I’m talking about the cult of emojis. Those little faces, and other depictions, in electronic messages.
I laughed in 2015 when Oxford Dictionaries named “the face with tears of joy” emoji as their word of the year. I thought this was an ironic, perhaps comical, stab at a childish frippery. No more to be taken seriously than the arrangement of the letter “o”, a bracket, and several equals signs to depict a sword oo{=======>
I’m not laughing now. These unsqueezed plooks have spread all across the face of online communication. It won’t be long before TV news bulletins start displaying choo-choo sketches instead of the word “train”, and yellow discs with down-turned mouths when bad news scrolls along the bottom of the screen. You’ll be sent a picture of a syringe alongside an arm as a Covid vaccine reminder.

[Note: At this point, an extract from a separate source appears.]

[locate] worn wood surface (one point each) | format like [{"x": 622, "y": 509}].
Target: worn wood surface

Our birthright is the English language. It has the widest vocabulary of all languages. Any concept, any object, any thing you have the wit to imagine can be described with this endlessly fecund tool of expression. I’m going to put it plainly: anyone who is so lacking in basic English skills that they can’t properly express themselves without using infantile squiggles is a fool.

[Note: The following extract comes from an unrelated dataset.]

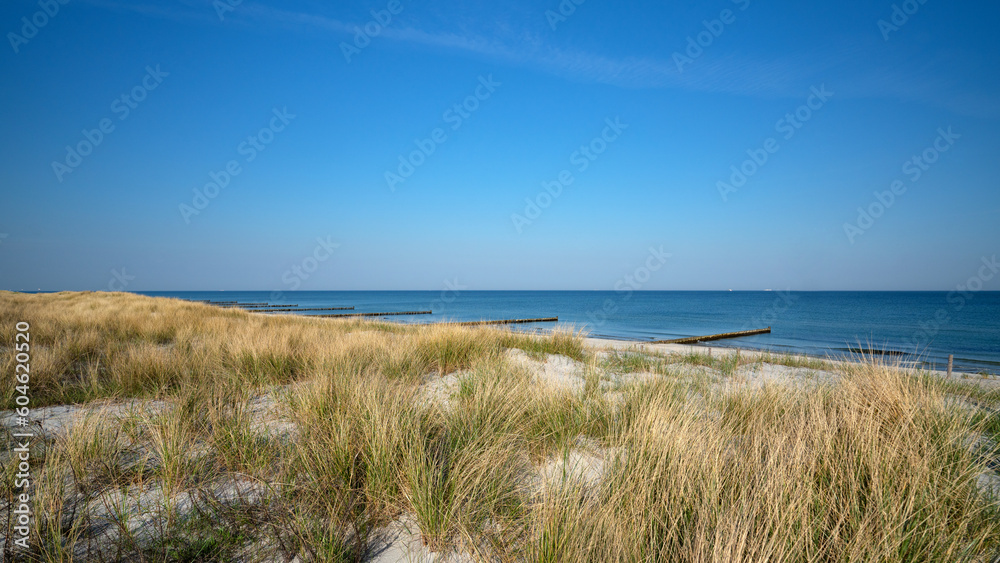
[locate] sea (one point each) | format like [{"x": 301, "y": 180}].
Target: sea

No profound truth can be revealed by a face with crosses for eyes. No poetry is woven from line drawings of vegetables. No deeds of great moment are inspired by a thumbs-up sign.
If anyone sends me a message using pictograms then take it as read I won’t read it. I won’t understand what you are trying to say. My eye skips over these dull-witted doodles. I make no attempt to decipher them, and never will.
The swarm of this semi-language will soon engulf all written material. No one will use basic words like carrot, happy, aeroplane, or love. There will only be little red hearts and drawings copied from books aimed at pre-school children to represent such words.
No one will know how many Rs are in carrot, or realise there is an “ae” start to aeroplane. Proper punctuation will become extinct because commas, semi-colons, and apostrophes can’t be inserted between pictures. Words that are difficult to draw – such as reform, constitute, or redeem – will wither and die.
This is a serious battle. This is war. The future of communication on this planet is at stake and the enemy armies are winning. Tomorrow belongs, tomorrow belongs, tomorrow belongs to them.
Word of the week
Pygal (adjective)
Of, or pertaining to, the hind-quarters of an animal. EG: “I think emojis are pygal-produced effluent.”